Dr Ross Harvey, Director of Research & Programmes at Good Governance Africa, put it plainly:

“In an increasingly fragmented world, following neutrality can raise risks for your country and certainly it does that for South Africa. In other words, we would suffer the secondary effects of direct sanctions on Iran and so your trade politics becomes a lot more fluid in this situation and South Africa is at risk.”

And so, I dug into the numbers for you. After striking the world’s largest oil export terminal, Saudi Aramco, Iran has now targeted Fujairah Port in the UAE as well. Fujairah is key because it sits just outside the Strait of Hormuz and handles major oil storage and exports. Any disruption there could quickly impact global oil supplies and prices. And we know that when oil prices spike, investors flee to the dollar.
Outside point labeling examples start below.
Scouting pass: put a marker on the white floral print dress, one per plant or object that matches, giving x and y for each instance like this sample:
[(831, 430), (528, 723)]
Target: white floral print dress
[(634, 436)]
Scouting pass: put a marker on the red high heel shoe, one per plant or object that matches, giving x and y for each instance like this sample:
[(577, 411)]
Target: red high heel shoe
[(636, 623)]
I already know what comes next for many African economies. When oil prices rise because of instability in the Gulf, African import bills rise. When investors pile into the dollar, African currencies weaken. Many countries across the continent carry significant dollar-denominated debt. A stronger dollar means more expensive repayments and higher oil means higher fuel costs. Countries like Kenya, Egypt, Tunisia, Ethiopia, and Ghana are particularly exposed because they rely heavily on fuel imports and are already managing debt pressure. In South Africa, fuel prices are directly tied to global oil prices and the rand–dollar exchange rate. It does not take long for global shocks to filter through to the petrol pump.

Dr Harvey described the paradox clearly:

“So, the craziness of this situation is that those countries like Angola and Nigeria, I mean Nigeria is improving little by little but still not nearly enough. And so, when the dollar rises and the oil price goes up, well that’s kind of good for foreign exchange revenue but it’s extremely costly in respect to maintaining fossil fuel subsidies. And then for countries that are not oil rich they don’t necessarily have any kind of buffer against that. In South Africa, there’s going to be a fuel price hike on Wednesday and that’s because the global oil price is going up because oil supplies are going to be disrupted and so oil may well climb back up to $100 barrel or so and we haven’t seen those kinds of prices sustained anyway since around 2014.”

I kept thinking about what this looks like for an ordinary African just trying to survive. Taxi fares will rise. Food prices edge upward. Fertilizer becomes more expensive for farmers. Governments tighten spending because debt repayments increase. And families who rely on remittances from relatives working in Gulf countries may start worrying about job security and income disruption if instability spreads.

Energy and infrastructure policy expert Lom Nuku Ahlijah told me what African countries need to focus on:

“This conflict is not only about the final missiles but the real impact and the shockwaves that will be affected in Africa. And in African countries we need to work as a continent on ensuring that there are significant buffers as far as storage of essential commodities are concerned, as far as foreign action reserves are concerned and also work significantly on strategic diplomacy to ensure that we have options when challenges of conflicts like this arise.”

As I close this entry, one conclusion feels unavoidable. This war may be unfolding in the Middle East, but its shockwaves travel through oil markets, shipping corridors, fragile security environments, and financial systems that connect directly to Africa. It does not feel distant anymore, it feels interconnected.